(sorry for my broken english)
I recently (2 month ago) installed archlinux on my computer (it was
previously on Debian unstable). Since, I had 4 crashes those seems
related to nvidia driver.
They didn’t happened in the same circumstances, but the symptoms were
the same (strange blocks of pixels on the screen, X hangs, and for 3 of the 4 crashes system
hangs).
Can you please help me to solve this problem, or at least to find a
workaround.
The errors you ran into according to the logs:
XID 8
XID 31+8
XID 13+8
XID 31+56
Really hard to say, always a bit different. Maybe check for faulty video memory using cuda-memtest and gpu-burn.
$ ocl_memtest
hostname is aragorn
CL_PLATFORM_NAME: NVIDIA CUDA
CL_PLATFORM_VERSION: OpenCL 1.2 CUDA 10.1.113
Device 0 is CL_DEVICE_TYPE_GPU, “GeForce GTX 660”
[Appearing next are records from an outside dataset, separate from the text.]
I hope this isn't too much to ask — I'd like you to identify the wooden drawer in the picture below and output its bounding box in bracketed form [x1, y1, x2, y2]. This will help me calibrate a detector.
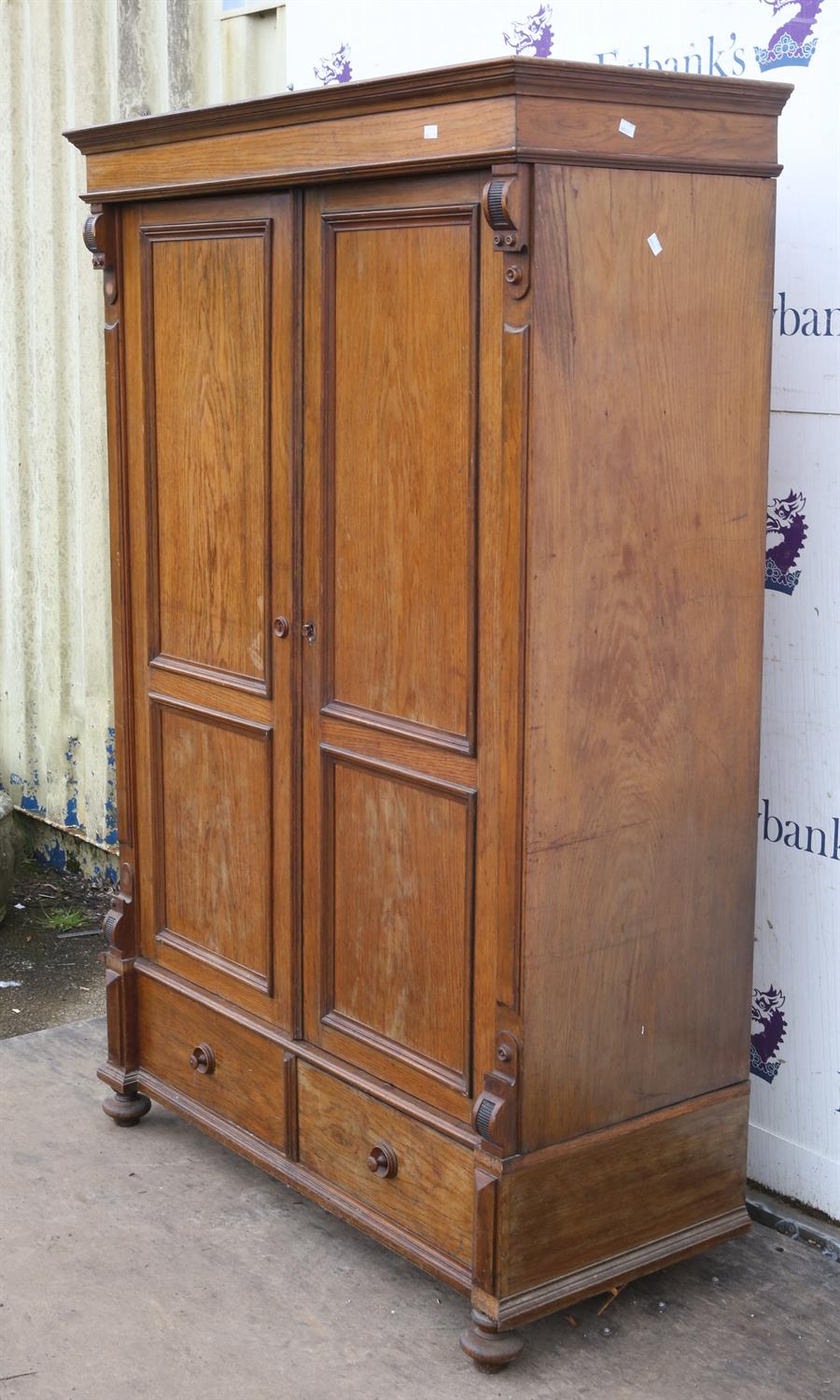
[299, 1060, 473, 1265]
[137, 976, 286, 1151]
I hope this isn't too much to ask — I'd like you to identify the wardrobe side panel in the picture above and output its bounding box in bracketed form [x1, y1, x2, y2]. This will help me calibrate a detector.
[523, 167, 775, 1151]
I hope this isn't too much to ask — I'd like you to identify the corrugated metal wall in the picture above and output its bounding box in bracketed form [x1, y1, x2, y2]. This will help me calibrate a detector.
[0, 0, 286, 871]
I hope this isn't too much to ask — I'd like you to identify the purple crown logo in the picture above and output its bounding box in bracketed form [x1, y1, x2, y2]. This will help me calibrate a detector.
[503, 5, 554, 59]
[755, 0, 822, 73]
[749, 985, 787, 1084]
[764, 492, 808, 595]
[313, 44, 353, 87]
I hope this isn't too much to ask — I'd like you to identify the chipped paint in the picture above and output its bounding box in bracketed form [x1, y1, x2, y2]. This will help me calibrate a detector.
[0, 0, 274, 878]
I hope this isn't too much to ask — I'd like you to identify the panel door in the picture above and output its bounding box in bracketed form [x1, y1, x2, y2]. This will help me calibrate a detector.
[123, 195, 296, 1029]
[301, 174, 515, 1117]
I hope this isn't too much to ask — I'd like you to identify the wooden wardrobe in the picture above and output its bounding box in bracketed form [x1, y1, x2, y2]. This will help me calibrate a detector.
[69, 59, 790, 1365]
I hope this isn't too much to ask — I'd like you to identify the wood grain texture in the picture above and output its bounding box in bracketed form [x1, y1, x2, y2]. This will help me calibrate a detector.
[140, 220, 271, 688]
[304, 174, 515, 1120]
[122, 195, 300, 1028]
[299, 1064, 473, 1265]
[153, 702, 274, 997]
[132, 1071, 470, 1294]
[322, 204, 478, 745]
[137, 976, 286, 1150]
[524, 167, 773, 1150]
[64, 56, 792, 154]
[81, 98, 514, 199]
[76, 61, 790, 1355]
[498, 1085, 749, 1298]
[325, 753, 475, 1092]
[517, 91, 776, 168]
[134, 958, 482, 1154]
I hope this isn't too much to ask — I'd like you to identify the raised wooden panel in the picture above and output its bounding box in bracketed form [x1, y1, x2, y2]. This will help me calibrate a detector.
[524, 165, 773, 1148]
[142, 220, 272, 691]
[324, 206, 478, 748]
[154, 703, 273, 996]
[324, 753, 475, 1091]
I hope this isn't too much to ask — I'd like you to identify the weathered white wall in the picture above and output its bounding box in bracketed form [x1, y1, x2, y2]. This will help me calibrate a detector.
[0, 0, 286, 874]
[0, 0, 840, 1217]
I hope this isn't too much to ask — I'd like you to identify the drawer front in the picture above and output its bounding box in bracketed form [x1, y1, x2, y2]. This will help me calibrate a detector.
[137, 976, 286, 1151]
[299, 1060, 473, 1265]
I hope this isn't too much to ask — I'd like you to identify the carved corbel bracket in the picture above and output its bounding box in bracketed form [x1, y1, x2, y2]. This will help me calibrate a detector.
[482, 165, 531, 301]
[83, 204, 117, 307]
[473, 1030, 521, 1156]
[103, 861, 134, 968]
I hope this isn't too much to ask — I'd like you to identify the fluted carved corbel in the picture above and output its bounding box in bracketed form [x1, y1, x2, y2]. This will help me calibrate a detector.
[83, 204, 117, 307]
[482, 165, 531, 301]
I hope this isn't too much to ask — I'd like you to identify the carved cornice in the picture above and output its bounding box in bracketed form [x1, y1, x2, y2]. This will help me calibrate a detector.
[64, 58, 792, 156]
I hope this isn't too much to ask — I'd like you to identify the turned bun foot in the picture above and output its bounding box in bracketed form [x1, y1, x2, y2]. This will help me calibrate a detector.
[103, 1094, 151, 1128]
[461, 1313, 523, 1371]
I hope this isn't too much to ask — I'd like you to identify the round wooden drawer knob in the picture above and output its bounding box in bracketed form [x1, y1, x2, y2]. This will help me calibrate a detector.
[189, 1043, 216, 1074]
[369, 1142, 397, 1176]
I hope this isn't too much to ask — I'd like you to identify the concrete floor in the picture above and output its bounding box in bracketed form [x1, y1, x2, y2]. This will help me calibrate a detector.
[0, 1019, 840, 1400]
[0, 860, 111, 1041]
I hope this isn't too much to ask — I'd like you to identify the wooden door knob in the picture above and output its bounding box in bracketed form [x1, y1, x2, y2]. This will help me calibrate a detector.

allocated 1725 Mbytes from device 0
[02/23/2019 20:16:11][aragorn][0]:Test0 [Walking 1 bit]
[02/23/2019 20:16:11][aragorn][0]:Test0: global walk test
ERROR: opencl call failed with rc(-5), line 39, file ocl_tests.cpp
Error: Out of resources
Do I need something more to be able to run the test ?
$ pacman -Qs nvidia
local/cuda_memtest 1.2.3-3
A GPU memory test utility for NVIDIA and AMD GPUs. OpenCL version.
local/lib32-libvdpau 1.1.1-3
Nvidia VDPAU library
local/lib32-nvidia-utils 418.43-1
NVIDIA drivers utilities (32-bit)
local/libvdpau 1.1.1+3+ga21bf7a-1
Nvidia VDPAU library
local/libxnvctrl 418.43-1
NVIDIA NV-CONTROL X extension
local/nvidia-dkms 418.43-2
NVIDIA driver sources for linux
local/nvidia-settings 418.43-1
Tool for configuring the NVIDIA graphics driver
local/nvidia-utils 418.43-1
NVIDIA drivers utilities
local/opencl-nvidia 418.43-1
OpenCL implemention for NVIDIA
Looks like arch only provides the OCL version of cuda-memtest and it’s broken:
[url]https://aur.archlinux.org/packages/cuda_memtest/[/url]
So you would have to manually install cuda and cuda-memtest and use cuda_memtest instead of ocl_memtest.
The results of gpu-burn look good though so I don’t know if cuda_memtest would bring up any new info.
One more crash.
This time, it takes a few seconds before the system freeze. I saw the CPU usage curve growing to 100%. i’m not sure this crash is related to the driver…
There are the files collected : nvidia-bug-report.log.gz (1.09 MB) crash_0306_Xorg.log (31.7 KB)
The gpu/driver wasn’t involved in this crash.
Taken into account that in previous crashes the gpu was involved but always differently and the gpu-burn test ran fine, I’ll suspect a hw issue but not the gpu. Maybe some subtle system memory fault or a breaking psu or even harddrive. IDK, very hard to say. It’ll probably get worse until the faulty part breaks completely, so you’ll know by then.
I have gone though bug report attached in comment #14 and observed you are getting Xid error code 62.
I would like to reproduce issue internally and hence need detailed steps to reproduce issue.
Moreover, please provide dmidecode output as well.